Attention ! Le CCE a pleine juridiction et peut confirmer ou réformer la décision. Ceci implique que le CCE peut décider de tout de même reconnaître le statut de réfugié à la personne, mais peux également décider de lui refuser les deux statuts, d’asile et de protection subsidiaire !
Dispositions transitoires ?
Les dispositions relatives au statut de protection subsidiaire étaient applicables à toute demande en cours de traitement ou introduite à dater du 10 octobre 2006. Pour ces dossiers, ce sont les instances d'asile elles-mêmes qui intègrent la protection subsidiaire dans leur examen, sans démarches spécifiques nécessaires de l'étranger.
En ce qui concerne les dossiers clôturés avant le 10 octobre 2006, la loi prévoit des dispositions transitoires. Le but du législateur a été de limiter l'application de la protection subsidiaire aux dossiers clôturés. Vis-à-vis des demandeurs déboutés, la demande ne peut être formulée que dans deux hypothèses.
- La première concerne l'hypothèse où il fait état d'éléments nouveaux. La loi précise que « l'entrée en vigueur de la directive et de la loi ne peut être considérée comme élément nouveau au sens de l'article 51/8 de la loi du 15 décembre 1980, que si la demande est basée sur des éléments susceptibles de donner lieu à l’octroi de la protection subsidiaire au sens de l’article 48/3 ». Ainsi, la nouvelle loi constitue bien un élément nouveau si le demandeur est à même d’invoquer des éléments pertinents dans le cadre de l’octroi de la protection subsidiaire. La loi n’exige pas que ces éléments soient en tant que tels nouveaux. Notamment, la demande devra être prise en considération en cas d’éléments pertinents même antérieurs à l’entrée en vigueur de la loi, ou en cas de changement de circonstances dans le pays d'origine, etc.

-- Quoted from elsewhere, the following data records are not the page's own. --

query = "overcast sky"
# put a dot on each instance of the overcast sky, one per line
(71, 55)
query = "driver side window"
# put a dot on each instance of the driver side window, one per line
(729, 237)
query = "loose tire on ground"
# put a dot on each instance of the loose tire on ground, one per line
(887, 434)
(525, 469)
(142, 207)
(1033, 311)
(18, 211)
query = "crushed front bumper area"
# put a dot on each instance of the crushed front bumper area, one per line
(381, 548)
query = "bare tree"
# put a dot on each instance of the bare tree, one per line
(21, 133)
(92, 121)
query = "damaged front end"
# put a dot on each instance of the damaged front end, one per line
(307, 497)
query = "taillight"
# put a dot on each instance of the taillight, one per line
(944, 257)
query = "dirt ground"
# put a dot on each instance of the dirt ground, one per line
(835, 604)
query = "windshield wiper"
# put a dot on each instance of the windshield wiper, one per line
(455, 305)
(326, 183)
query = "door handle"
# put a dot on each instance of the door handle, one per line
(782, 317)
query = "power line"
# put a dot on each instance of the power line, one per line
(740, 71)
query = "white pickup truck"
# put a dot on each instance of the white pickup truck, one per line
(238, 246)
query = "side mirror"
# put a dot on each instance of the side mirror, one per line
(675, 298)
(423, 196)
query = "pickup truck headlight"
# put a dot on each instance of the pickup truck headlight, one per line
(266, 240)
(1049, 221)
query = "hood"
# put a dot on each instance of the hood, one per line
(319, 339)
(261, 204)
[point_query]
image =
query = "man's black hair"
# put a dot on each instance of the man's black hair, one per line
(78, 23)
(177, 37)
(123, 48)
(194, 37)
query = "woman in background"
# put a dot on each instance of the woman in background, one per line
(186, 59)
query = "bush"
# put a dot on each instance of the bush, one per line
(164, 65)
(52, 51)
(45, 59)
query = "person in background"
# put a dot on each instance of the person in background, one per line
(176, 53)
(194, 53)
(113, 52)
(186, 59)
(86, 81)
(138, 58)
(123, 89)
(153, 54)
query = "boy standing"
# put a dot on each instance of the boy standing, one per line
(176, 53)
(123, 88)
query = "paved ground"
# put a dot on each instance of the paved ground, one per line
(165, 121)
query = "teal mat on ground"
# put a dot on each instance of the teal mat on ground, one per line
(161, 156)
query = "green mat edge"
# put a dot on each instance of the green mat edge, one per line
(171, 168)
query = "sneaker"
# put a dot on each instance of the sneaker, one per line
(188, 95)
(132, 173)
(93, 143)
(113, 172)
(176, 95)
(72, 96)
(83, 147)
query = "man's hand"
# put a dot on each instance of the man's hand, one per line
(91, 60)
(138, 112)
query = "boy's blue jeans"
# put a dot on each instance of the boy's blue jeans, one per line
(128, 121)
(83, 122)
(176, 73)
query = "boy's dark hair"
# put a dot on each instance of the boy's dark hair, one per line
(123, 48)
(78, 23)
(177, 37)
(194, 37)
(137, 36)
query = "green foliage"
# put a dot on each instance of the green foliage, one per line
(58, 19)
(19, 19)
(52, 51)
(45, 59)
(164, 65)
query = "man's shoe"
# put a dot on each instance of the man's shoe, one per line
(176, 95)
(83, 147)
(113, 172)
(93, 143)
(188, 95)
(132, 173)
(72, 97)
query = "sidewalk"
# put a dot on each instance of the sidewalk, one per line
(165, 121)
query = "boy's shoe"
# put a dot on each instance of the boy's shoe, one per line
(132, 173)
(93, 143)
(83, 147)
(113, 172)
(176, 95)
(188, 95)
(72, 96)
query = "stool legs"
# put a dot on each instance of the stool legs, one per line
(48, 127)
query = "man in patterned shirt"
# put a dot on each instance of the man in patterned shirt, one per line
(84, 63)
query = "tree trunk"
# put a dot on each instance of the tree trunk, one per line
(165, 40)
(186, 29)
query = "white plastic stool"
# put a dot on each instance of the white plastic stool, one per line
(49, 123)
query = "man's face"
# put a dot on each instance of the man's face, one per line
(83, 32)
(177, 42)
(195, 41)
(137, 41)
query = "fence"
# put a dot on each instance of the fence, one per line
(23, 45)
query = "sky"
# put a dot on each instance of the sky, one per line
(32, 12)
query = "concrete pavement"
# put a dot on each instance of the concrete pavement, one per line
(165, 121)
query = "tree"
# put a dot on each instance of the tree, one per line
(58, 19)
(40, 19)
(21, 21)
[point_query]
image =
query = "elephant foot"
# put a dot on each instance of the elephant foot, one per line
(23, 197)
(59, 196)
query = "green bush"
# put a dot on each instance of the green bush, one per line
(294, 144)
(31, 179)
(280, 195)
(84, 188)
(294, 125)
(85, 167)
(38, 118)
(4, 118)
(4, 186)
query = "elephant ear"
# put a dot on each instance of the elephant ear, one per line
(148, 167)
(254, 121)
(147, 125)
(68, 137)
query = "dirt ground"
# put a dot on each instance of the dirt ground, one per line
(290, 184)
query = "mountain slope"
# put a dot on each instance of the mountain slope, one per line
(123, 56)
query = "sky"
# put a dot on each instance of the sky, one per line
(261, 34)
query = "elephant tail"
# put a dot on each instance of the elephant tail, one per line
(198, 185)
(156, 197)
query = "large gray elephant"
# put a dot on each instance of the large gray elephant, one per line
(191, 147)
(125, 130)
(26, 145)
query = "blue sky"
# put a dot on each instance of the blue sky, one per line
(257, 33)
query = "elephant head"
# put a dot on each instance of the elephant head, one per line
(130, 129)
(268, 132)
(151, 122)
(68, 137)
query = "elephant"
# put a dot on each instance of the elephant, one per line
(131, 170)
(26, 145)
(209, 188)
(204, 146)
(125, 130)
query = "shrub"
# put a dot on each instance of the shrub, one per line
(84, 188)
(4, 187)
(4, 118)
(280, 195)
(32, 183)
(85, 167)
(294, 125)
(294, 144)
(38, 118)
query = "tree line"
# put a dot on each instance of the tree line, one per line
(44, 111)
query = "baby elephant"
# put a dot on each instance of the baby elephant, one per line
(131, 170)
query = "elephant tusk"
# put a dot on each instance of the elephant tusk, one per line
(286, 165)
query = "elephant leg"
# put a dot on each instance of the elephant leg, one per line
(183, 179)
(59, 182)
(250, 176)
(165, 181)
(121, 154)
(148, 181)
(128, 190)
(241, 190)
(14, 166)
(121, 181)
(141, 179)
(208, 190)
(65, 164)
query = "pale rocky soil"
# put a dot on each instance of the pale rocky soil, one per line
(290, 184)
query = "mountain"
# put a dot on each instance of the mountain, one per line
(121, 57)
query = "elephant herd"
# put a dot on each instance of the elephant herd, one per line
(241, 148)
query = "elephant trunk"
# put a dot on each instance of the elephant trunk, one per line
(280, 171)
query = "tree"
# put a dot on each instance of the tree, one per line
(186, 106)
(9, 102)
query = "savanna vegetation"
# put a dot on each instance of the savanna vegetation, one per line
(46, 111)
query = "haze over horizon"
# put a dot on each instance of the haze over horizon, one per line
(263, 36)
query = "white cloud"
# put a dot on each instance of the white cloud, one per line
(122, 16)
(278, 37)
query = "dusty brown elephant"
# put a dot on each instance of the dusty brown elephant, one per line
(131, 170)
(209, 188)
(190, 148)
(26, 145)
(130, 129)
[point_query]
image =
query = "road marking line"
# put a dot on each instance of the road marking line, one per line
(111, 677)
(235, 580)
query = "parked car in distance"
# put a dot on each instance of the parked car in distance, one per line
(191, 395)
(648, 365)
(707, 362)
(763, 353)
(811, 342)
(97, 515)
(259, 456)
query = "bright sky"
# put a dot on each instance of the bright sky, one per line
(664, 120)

- le législateur a prévu une procédure spécifique en ce qui concerne les personnes déboutées qui disposeraient d'une clause de non reconduite en recevabilité ou d'un avis similaire au fond. Celles-ci pourront en effet s'adresser directement à la commune qui, sur instruction de l'Office des étrangers et après vérification de l'actualité de la clause, de ce que la personne n'a pas quitté le territoire après la fin de la procédure d'asile et, le cas échéant, de son identité, délivrera un CIRE d'un an.
Base légale ?
Articles 48/4, 48/5, 49/2, 55/4, 55/5 et 56 de la loi du 15 décembre 1980 sur l’accès au territoire, le séjour, l’établissement et l’éloignement des étrangers.
Article 3 Convention Européenne des droits de l’Homme et des libertés fondamentales.